In response to EPA’s announcement, environmental leaders released the following statements:
“EPA Administrator Lisa Jackson is taking an important first step in closing loopholes for the natural gas industry and addressing dangerous air quality levels in and near frack-fields across the country,” said Michael Brune, Executive Director of the Sierra Club. “The natural gas industry dumps massive amounts of air pollutants into our air every day, sickening families and children. An industry that touts its ability to efficiently drill thousands of wells thousands of feet into the earth is crying wolf when it claims it can’t build enough tanks to capture wellhead pollution. It’s time we clean up the natural gas industry’s dirty and reckless practices.”
“From Colorado to Pennsylvania, the gas industry is making a killing from drilling, and at the very least they should cut dirty and dangerous air pollution that threatens our families’ health,” said John Rumpler, senior attorney for Environment America. “EPA’s action today is a breath of fresh air for every man, woman, and child living in the shadow of the gas drilling boom.”
“Left to its own devices, the oil and gas industry has turned the clear skies over Wyoming as smoggy as the car-choked highways of Los Angeles. For decades, industry had a free pollution pass. Thanks to a court victory, that changes today,” said Earthjustice President Trip Van Noppen. “There is more work to be done to protect Americans living near oil and gas fields from cancer and other unacceptable health threats, but this rule from EPA is an important first step.”
“The stories of families hurt by gas drilling’s air pollution were essential to the adoption of these new public health safeguards,” said Bruce Baizel, senior attorney for Earthworks. “Hopefully this much-needed first step will soon be expanded to better protect the families that illustrated the need for the new rules in the first place.”
"These important rules start to cut down on air pollution that harms people living near wells, creates smog, and warms the climate," said David McCabe, senior scientist with Clean Air Task Force. "They are a solid start, but we need to keep working to reduce pollution from the gas industry all the way from the well to the customer.
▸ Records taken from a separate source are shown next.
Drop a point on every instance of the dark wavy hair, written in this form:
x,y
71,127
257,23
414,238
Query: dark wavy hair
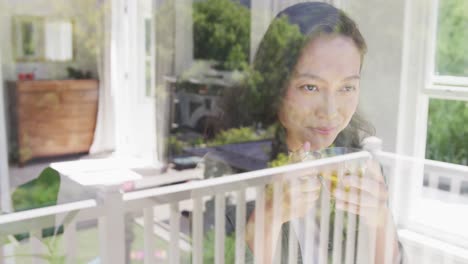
x,y
289,32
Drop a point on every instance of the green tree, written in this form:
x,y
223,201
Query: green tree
x,y
447,137
221,30
452,38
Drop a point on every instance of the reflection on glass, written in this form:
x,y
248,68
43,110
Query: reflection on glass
x,y
447,131
452,36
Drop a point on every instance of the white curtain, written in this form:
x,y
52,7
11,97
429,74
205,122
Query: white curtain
x,y
104,133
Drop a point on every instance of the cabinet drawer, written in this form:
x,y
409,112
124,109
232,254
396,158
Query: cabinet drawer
x,y
58,125
55,144
87,110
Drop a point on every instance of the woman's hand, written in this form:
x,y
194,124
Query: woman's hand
x,y
299,194
364,195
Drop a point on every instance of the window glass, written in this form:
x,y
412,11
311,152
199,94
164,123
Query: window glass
x,y
452,36
447,131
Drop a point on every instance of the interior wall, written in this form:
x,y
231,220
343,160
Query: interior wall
x,y
381,23
84,57
83,60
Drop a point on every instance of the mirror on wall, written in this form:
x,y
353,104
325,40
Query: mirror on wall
x,y
42,39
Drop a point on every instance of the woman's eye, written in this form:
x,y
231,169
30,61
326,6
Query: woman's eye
x,y
348,88
310,87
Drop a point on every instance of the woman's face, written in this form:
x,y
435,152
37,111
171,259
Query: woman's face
x,y
323,92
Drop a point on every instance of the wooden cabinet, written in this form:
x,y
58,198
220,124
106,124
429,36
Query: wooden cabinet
x,y
54,117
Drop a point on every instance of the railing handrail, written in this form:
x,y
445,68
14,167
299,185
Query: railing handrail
x,y
432,163
236,181
46,211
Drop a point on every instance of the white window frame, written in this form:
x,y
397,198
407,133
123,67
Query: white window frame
x,y
146,12
420,84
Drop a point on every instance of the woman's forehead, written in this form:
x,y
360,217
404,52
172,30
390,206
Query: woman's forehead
x,y
326,54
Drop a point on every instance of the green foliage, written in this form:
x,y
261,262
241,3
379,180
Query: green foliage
x,y
209,245
447,137
40,192
221,30
452,38
447,130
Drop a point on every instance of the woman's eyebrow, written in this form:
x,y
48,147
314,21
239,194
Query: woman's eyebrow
x,y
352,77
313,76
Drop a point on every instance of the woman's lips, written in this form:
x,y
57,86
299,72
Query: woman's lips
x,y
323,130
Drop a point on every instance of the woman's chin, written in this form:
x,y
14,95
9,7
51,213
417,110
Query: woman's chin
x,y
321,142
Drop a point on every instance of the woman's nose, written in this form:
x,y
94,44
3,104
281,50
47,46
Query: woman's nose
x,y
328,108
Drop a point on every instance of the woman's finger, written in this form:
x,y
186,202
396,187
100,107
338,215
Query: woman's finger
x,y
374,216
367,185
361,199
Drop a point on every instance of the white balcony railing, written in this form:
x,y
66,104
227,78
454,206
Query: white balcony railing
x,y
152,207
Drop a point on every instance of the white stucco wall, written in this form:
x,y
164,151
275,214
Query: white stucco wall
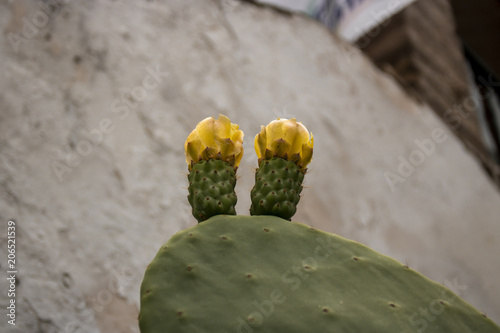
x,y
86,233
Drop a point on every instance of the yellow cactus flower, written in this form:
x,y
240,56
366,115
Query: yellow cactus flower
x,y
215,139
285,138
People who live near compressors and equipment already in use need to see their air cleaned up as well. Unfortunately these rules won't do that."
“Our members in Pennsylvania, Texas, and Colorado have suffered because state regulators haven’t acted to control oil and gas operations, so these standards are a win-win-win,” said Lynn Thorp, Clean Water Action National Campaigns Director. “They protect people from air pollution, help curb climate change and save the industry money. People expect the federal government to use their authority to protect their health, their drinking water and the air they breathe and this is a good first step.”